/sqlite-importer

A simple app to quickly import data into SQLite

Primary LanguageC++MIT LicenseMIT

sqlite-importer

Ever find yourself in need to quickly analyze a big chunk of text data—e.g., Apache log files? I sometimes do. And while it's okay to fumble with grep, sed, and the likes for a while, I quickly end up mumbling to myself, "if only this were an SQL database …"

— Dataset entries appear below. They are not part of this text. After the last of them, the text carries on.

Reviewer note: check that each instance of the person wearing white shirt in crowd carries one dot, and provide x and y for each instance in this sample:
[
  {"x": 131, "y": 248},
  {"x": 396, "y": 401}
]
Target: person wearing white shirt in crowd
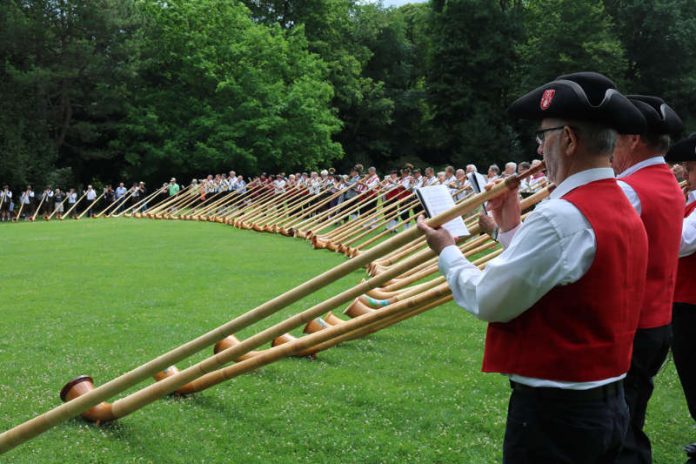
[
  {"x": 450, "y": 176},
  {"x": 58, "y": 206},
  {"x": 232, "y": 181},
  {"x": 90, "y": 196},
  {"x": 493, "y": 173},
  {"x": 684, "y": 307},
  {"x": 460, "y": 185},
  {"x": 27, "y": 200},
  {"x": 240, "y": 186},
  {"x": 120, "y": 191},
  {"x": 565, "y": 349},
  {"x": 652, "y": 190},
  {"x": 279, "y": 184},
  {"x": 71, "y": 200},
  {"x": 5, "y": 199},
  {"x": 510, "y": 169},
  {"x": 430, "y": 178}
]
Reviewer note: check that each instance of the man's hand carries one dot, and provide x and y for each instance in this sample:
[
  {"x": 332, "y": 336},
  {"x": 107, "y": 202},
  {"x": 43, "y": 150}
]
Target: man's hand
[
  {"x": 486, "y": 224},
  {"x": 505, "y": 208},
  {"x": 438, "y": 239}
]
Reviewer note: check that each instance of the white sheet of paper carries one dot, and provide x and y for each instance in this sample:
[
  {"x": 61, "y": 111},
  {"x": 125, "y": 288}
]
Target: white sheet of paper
[
  {"x": 481, "y": 181},
  {"x": 437, "y": 199}
]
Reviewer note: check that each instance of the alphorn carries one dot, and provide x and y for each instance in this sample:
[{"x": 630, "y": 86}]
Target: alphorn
[
  {"x": 182, "y": 194},
  {"x": 50, "y": 216},
  {"x": 144, "y": 201},
  {"x": 35, "y": 426},
  {"x": 91, "y": 206}
]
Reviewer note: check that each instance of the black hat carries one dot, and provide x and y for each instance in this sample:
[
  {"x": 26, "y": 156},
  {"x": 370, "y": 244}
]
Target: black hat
[
  {"x": 584, "y": 96},
  {"x": 659, "y": 117},
  {"x": 684, "y": 150}
]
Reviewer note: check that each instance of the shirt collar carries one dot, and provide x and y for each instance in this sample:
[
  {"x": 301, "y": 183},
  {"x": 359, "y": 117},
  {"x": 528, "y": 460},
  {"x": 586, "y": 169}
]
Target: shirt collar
[
  {"x": 659, "y": 159},
  {"x": 581, "y": 178}
]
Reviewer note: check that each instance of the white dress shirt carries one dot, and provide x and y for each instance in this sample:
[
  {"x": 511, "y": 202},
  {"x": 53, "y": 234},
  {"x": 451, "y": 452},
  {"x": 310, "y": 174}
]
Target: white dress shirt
[
  {"x": 688, "y": 243},
  {"x": 628, "y": 190},
  {"x": 555, "y": 246}
]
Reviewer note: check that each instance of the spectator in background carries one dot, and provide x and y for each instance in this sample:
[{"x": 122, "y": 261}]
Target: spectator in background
[{"x": 173, "y": 188}]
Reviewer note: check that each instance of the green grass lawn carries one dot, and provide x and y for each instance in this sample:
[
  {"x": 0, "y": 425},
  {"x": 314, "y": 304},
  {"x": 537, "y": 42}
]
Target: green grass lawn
[{"x": 100, "y": 297}]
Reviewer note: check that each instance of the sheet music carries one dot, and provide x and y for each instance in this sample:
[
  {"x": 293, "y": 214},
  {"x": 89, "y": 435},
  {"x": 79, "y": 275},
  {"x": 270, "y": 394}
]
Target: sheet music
[{"x": 436, "y": 199}]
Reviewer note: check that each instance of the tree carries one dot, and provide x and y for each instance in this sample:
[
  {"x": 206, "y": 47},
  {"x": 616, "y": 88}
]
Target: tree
[
  {"x": 470, "y": 75},
  {"x": 219, "y": 91},
  {"x": 659, "y": 37}
]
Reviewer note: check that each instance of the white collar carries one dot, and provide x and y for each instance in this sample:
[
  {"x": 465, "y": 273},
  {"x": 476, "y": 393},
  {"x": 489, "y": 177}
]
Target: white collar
[
  {"x": 691, "y": 197},
  {"x": 581, "y": 178},
  {"x": 658, "y": 159}
]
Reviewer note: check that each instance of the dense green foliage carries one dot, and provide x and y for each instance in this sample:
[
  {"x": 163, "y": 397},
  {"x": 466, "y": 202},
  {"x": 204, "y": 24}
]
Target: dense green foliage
[
  {"x": 110, "y": 89},
  {"x": 99, "y": 297}
]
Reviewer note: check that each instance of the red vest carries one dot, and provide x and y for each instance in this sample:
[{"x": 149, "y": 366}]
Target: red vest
[
  {"x": 583, "y": 331},
  {"x": 659, "y": 192},
  {"x": 685, "y": 290}
]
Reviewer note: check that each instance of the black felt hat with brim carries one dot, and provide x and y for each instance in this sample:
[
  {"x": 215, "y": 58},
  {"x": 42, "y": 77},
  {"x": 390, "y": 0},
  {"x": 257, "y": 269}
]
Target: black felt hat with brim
[
  {"x": 684, "y": 150},
  {"x": 659, "y": 117},
  {"x": 585, "y": 96}
]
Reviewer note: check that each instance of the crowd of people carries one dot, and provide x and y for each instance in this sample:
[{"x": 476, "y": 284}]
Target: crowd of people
[
  {"x": 591, "y": 291},
  {"x": 58, "y": 203},
  {"x": 597, "y": 285},
  {"x": 49, "y": 203}
]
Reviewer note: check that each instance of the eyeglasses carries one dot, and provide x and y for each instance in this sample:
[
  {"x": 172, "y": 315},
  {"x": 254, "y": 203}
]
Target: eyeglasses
[{"x": 540, "y": 135}]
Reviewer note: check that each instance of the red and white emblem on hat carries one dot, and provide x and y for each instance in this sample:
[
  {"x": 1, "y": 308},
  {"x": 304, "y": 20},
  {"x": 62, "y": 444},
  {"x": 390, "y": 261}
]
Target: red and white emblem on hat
[{"x": 546, "y": 99}]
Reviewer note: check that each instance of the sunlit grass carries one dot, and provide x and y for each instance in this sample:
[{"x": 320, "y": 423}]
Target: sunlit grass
[{"x": 100, "y": 297}]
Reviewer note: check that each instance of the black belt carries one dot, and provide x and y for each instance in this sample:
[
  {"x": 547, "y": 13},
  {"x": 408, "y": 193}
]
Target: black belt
[{"x": 608, "y": 391}]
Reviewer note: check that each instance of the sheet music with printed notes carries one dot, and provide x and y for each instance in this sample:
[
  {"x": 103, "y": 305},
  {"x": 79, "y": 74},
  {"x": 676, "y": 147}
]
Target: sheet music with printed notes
[{"x": 436, "y": 199}]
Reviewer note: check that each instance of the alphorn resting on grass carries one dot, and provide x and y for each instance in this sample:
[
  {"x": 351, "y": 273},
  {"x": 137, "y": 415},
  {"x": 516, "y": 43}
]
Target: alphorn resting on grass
[{"x": 35, "y": 426}]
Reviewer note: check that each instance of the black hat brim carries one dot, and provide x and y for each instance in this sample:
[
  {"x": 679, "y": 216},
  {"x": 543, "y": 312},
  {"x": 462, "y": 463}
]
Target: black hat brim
[
  {"x": 570, "y": 102},
  {"x": 682, "y": 151}
]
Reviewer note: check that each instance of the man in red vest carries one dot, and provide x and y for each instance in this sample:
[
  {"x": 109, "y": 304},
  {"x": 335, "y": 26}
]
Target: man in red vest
[
  {"x": 654, "y": 193},
  {"x": 563, "y": 299},
  {"x": 684, "y": 308}
]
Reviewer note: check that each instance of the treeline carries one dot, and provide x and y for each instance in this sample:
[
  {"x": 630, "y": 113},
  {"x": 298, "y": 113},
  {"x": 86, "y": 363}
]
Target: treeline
[{"x": 102, "y": 90}]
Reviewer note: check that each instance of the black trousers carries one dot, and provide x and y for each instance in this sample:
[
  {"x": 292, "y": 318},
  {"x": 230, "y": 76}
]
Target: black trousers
[
  {"x": 684, "y": 350},
  {"x": 650, "y": 348},
  {"x": 554, "y": 426}
]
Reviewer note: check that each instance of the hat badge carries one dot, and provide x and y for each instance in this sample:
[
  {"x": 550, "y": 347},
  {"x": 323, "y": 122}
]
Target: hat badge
[{"x": 546, "y": 99}]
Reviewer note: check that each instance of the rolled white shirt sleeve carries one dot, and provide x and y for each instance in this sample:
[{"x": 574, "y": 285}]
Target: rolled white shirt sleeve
[
  {"x": 505, "y": 238},
  {"x": 688, "y": 242},
  {"x": 555, "y": 246}
]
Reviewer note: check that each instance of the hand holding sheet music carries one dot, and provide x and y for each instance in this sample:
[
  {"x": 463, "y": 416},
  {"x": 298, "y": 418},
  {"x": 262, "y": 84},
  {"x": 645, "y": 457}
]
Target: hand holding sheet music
[{"x": 436, "y": 199}]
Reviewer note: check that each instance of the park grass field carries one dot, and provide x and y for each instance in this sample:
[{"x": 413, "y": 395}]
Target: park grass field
[{"x": 100, "y": 297}]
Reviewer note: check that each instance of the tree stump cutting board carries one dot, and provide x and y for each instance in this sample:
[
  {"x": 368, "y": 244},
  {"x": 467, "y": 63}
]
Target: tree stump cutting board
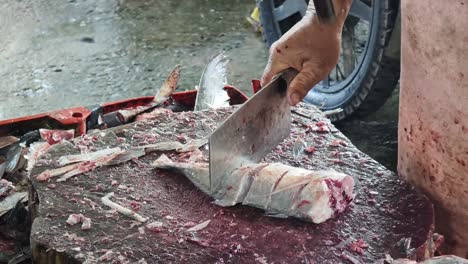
[{"x": 386, "y": 212}]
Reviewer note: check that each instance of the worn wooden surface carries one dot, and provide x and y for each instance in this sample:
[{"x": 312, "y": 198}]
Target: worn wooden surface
[{"x": 384, "y": 212}]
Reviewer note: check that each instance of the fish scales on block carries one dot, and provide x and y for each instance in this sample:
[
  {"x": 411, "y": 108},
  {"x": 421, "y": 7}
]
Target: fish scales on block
[{"x": 385, "y": 210}]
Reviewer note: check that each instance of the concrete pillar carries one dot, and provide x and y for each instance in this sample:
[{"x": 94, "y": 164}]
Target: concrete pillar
[{"x": 433, "y": 122}]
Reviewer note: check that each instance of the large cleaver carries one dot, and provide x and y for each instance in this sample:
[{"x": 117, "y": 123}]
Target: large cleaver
[{"x": 252, "y": 131}]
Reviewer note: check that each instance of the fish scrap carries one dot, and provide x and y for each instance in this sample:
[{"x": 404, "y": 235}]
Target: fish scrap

And so one of those days, I just ended up writing this super-simple app to import log files into a SQLite database. And now I'm sharing (-:

How to get started

It's a C++ app, so you'll need to compile it yourself.

Prerequisites

On OS X w/ Homebrew, you can simply do:

brew install sqlite boost

Compiling

Makefile to the rescue!

make

Importing

./sqlite-importer file1.log.gz file2.log.gz

Profit 💰

sqlite3 imported_logs.db

Hint: consider creating indexes for the columns (or groups of columns) that often end up in your WHERE clauses. SQLite has a great overview of how query planning works, which should help you understand if an index would help or not.

Customizing

The app uses the Apache Combined Log Format by default, and reads from gzipped files, but you can easily adapt it to your own needs:

  • change the table name and/or schema:

    sqlite3_exec(db, "CREATE TABLE IF NOT EXISTS imported_logs (ip TEXT, user TEXT, datetime TEXT, request TEXT, response_code INTEGER, referer TEXT, user_agent TEXT)", NULL, NULL, NULL);
    // don't forget to modify the insert statement too:
    sqlite3_prepare_v2(db, "INSERT INTO imported_logs VALUES (?, ?, ?, ?, ?, ?, ?)", -1, &stmt, NULL);
    // … and the bindings:
    sqlite3_bind_text(stmt, 1, matches["ip"].str().c_str(), -1, SQLITE_TRANSIENT);
    // etc.
  • modify the regular expression used to extract data from each line of input:

    regex apache_combined_log_format("(?'ip'.+) - (?'user'.+) \\[(?'datetime'.+)\\] \"(?'request'.+ .+) .+\" (?'response_code'.+) .+ \"(?'referer'.+)\" \"(?'user_agent'.+)\"");
  • read from non-compressed files:

    // comment this line out:
    in.push(gzip_decompressor());

Acknowledgments

I cannot thank the Stack Overflow community enough for this brilliant piece, originally by Mike Willekes. Importing 7 GB of logs suddenly went from 😴 to 🚀.